- Bokaya Location in Central African Republic
- Coordinates: 6°52′51″N 15°33′15″E﻿ / ﻿6.88083°N 15.55417°E
- Country: Central African Republic
- Prefecture: Ouham-Pendé
- Sub-prefecture: Bocaranga
- Commune: Bocaranga

= Bokaya =

Bokaya, also spelled Boukaya, is a village situated in Ouham-Pendé Prefecture, Central African Republic.

== History ==
An unnamed militia launched an unsuccessful attack in Bokaya on 26 October 2016. Nevertheless, 230 villagers fled to Bouar and others went to the bush for preventive action.

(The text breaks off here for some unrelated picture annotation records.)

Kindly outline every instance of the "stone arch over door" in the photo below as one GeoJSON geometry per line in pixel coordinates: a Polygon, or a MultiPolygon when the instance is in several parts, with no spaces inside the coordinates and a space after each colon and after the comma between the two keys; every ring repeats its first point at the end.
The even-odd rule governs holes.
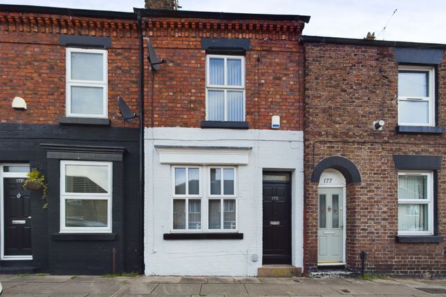
{"type": "Polygon", "coordinates": [[[333,168],[340,172],[345,178],[346,183],[361,182],[361,173],[355,163],[344,157],[333,156],[322,160],[313,170],[311,182],[319,182],[325,169],[333,168]]]}

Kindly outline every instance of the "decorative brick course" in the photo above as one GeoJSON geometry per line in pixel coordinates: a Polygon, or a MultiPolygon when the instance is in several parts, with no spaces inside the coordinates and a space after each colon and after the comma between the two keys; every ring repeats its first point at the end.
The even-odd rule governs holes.
{"type": "MultiPolygon", "coordinates": [[[[306,51],[305,265],[317,269],[317,182],[322,159],[342,156],[362,182],[346,187],[347,266],[405,276],[446,275],[445,243],[397,243],[398,170],[392,155],[445,155],[444,135],[397,133],[398,65],[393,48],[308,43],[306,51]],[[372,128],[383,119],[382,131],[372,128]]],[[[438,70],[438,126],[446,125],[446,55],[438,70]]],[[[446,237],[446,169],[438,174],[438,235],[446,237]]]]}

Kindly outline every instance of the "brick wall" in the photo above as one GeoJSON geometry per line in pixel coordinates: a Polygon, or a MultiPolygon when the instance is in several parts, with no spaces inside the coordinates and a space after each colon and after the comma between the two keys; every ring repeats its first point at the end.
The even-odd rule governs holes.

An armed group attacked MINUSCA patrol convoys in Bokaya on 3 January or 5 January 2017, killing one Bangladesh soldier named Abdur Rahim.

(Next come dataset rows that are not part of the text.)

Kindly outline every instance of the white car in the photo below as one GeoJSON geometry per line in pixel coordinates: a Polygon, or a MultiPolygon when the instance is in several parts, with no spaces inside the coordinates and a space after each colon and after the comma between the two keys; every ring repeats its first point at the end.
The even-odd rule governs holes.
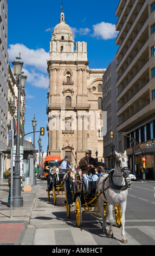
{"type": "Polygon", "coordinates": [[[129,172],[130,172],[129,177],[131,178],[131,180],[136,180],[135,175],[133,174],[131,171],[130,171],[129,172]]]}

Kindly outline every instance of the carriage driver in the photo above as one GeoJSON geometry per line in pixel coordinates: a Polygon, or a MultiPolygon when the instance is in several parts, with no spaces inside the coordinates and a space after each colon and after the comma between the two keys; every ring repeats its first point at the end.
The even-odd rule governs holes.
{"type": "Polygon", "coordinates": [[[64,159],[59,161],[58,162],[58,167],[59,169],[59,173],[66,173],[67,170],[69,169],[70,163],[68,160],[68,156],[65,156],[64,159]]]}
{"type": "Polygon", "coordinates": [[[98,179],[98,176],[95,174],[95,167],[96,166],[96,160],[92,157],[91,155],[91,150],[86,150],[86,156],[80,160],[79,163],[79,167],[82,170],[83,181],[87,190],[88,181],[96,181],[98,179]]]}

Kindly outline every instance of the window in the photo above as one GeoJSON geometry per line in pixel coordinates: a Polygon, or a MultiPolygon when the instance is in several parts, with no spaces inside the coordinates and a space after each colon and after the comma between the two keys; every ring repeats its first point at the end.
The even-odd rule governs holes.
{"type": "Polygon", "coordinates": [[[151,56],[153,56],[153,55],[155,55],[155,48],[154,48],[154,46],[153,46],[152,48],[151,48],[151,56]]]}
{"type": "Polygon", "coordinates": [[[151,139],[153,138],[153,123],[150,124],[150,133],[151,133],[151,139]]]}
{"type": "Polygon", "coordinates": [[[154,11],[155,10],[155,2],[153,3],[153,4],[151,4],[151,13],[152,13],[152,11],[154,11]]]}
{"type": "Polygon", "coordinates": [[[101,97],[98,99],[98,109],[102,110],[102,98],[101,97]]]}
{"type": "Polygon", "coordinates": [[[66,106],[71,106],[71,97],[69,96],[67,96],[66,98],[66,106]]]}
{"type": "Polygon", "coordinates": [[[98,85],[98,93],[102,92],[102,84],[98,85]]]}
{"type": "Polygon", "coordinates": [[[153,33],[155,32],[155,24],[151,26],[151,34],[153,34],[153,33]]]}
{"type": "Polygon", "coordinates": [[[152,91],[152,100],[154,100],[155,99],[155,90],[152,91]]]}
{"type": "Polygon", "coordinates": [[[155,77],[155,68],[152,69],[152,78],[155,77]]]}
{"type": "Polygon", "coordinates": [[[68,156],[68,159],[69,162],[72,162],[72,152],[71,151],[66,151],[65,155],[68,156]]]}
{"type": "Polygon", "coordinates": [[[70,77],[67,76],[67,83],[70,83],[70,77]]]}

3R rebels occupied the Bokaya until they withdrew on 24 May 2019 following MINUSCA demand. However, they returned to the village on 18 June. Between 7 and 8 September 2020, there was a clash between 3R rebels and FACA in Bokaya.

== Education ==
There is a school in Bokaya.

== Healthcare ==
Bokaya has one health center that caters to surrounding villages, such as Koutende, Moundi, Kpokeya, Nambori.